Am I missing something?

I see a bunch of gear-heads talking cars.


I fail to see anything that could be remotely considered a political issue here.


----------



## smalltime (Jun 3, 2006)

slotcarman12078 said:


> Okay, enough political talk. The tos has it listed as a no no for obvious reasons.


Clarification needed.

At no time did I mention any of the following:
Political parties
Political candidates
Governmental positions
Left 
right
Democrats
republicans
Bush
Cheney
Obama
Michele
Barbara
Nancy
Harry

So, Please define these "POS" to let me know exactlywhat I'm allowed to say here.

I have a very different view of auto makers than most on the board.....I know that. Am I supposed to hide/ignore this view?

If so.....just let me know.


----------



## fordcowboy (Dec 27, 1999)

No you guys don't see it I delete it. fcb/ Lendell


----------



## slotcarman12078 (Oct 3, 2008)

You didn't say anything wrong smalltime. RiderZ said it. Once "union hating Republicans" came up I said what I said, and FCB did what he did. 

Here's the tos: http://www.hobbytalk.com/bbs1/faq.php?faq=tos#faq_httos

Here's the politics part:

"4. Please refrain from posting about politics and religion. These are two subjects that are sure to cause deep feelings to come about and have no place on a hobby related web site. "

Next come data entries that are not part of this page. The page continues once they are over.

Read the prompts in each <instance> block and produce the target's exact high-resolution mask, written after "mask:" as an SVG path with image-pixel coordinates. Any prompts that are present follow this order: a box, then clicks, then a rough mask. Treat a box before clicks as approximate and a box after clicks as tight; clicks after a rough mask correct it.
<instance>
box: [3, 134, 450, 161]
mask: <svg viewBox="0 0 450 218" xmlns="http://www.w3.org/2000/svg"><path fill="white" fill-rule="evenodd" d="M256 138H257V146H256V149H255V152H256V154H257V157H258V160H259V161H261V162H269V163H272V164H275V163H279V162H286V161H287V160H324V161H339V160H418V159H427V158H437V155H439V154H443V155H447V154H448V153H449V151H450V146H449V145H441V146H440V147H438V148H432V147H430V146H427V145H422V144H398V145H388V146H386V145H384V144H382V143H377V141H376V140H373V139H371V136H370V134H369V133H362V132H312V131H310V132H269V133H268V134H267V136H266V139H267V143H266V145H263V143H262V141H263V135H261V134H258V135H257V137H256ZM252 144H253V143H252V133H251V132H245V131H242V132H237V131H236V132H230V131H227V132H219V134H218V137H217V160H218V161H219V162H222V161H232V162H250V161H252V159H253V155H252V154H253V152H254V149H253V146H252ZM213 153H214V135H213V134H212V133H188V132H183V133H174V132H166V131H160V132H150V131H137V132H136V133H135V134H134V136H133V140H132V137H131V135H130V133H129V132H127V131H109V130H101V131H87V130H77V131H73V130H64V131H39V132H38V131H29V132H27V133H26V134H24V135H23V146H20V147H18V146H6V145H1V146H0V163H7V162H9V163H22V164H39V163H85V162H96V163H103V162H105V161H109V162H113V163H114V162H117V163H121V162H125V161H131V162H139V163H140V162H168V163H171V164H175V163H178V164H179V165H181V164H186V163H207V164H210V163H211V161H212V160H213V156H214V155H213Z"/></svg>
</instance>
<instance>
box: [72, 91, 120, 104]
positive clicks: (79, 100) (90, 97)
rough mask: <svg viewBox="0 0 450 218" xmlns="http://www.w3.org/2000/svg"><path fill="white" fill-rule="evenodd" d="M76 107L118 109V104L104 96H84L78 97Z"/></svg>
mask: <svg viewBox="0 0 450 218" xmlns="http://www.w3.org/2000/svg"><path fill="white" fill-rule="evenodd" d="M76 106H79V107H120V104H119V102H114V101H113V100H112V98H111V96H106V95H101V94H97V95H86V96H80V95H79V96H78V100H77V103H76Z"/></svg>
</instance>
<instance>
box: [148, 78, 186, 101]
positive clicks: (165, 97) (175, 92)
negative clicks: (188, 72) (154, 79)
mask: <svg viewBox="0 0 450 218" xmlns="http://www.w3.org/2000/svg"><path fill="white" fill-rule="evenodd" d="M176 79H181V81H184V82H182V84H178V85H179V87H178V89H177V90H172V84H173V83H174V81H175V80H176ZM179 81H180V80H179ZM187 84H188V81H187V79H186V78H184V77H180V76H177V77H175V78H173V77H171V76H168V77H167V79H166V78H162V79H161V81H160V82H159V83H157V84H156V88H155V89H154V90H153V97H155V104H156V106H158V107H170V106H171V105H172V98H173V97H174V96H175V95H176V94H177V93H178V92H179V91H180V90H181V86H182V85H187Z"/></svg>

We are not a political oriented site. There's other sites for that. There are plenty of us on both sides of the aisle. Discussing politics only leads to problems. You are free to continue this post. 

Personally, I kinda like what Ford did to the Focus. My assessment is based solely on looks though. I doubt I'd fit in one. :lol: I have no clue about the Mazdas.


----------



## smalltime (Jun 3, 2006)

> Personally, I kinda like what Ford did to the Focus.


My boss has a Speed3, North of 300 HP.......It's FUN.

He almost bought a Focus, the one with the big motor, a turbo, and all wheel drive. If HE likes 'em, I'm pretty sure I'd like 'em.

And, you're right, they do look good too.


----------



## pontiacfan1972 (Apr 25, 2008)

Even though you probably won't you should check out the Chevy cruze. Great auto! Especially the diesel! But that will be too new. Also you should go drive a Kia optima especially the turbo model. Very nice car!


----------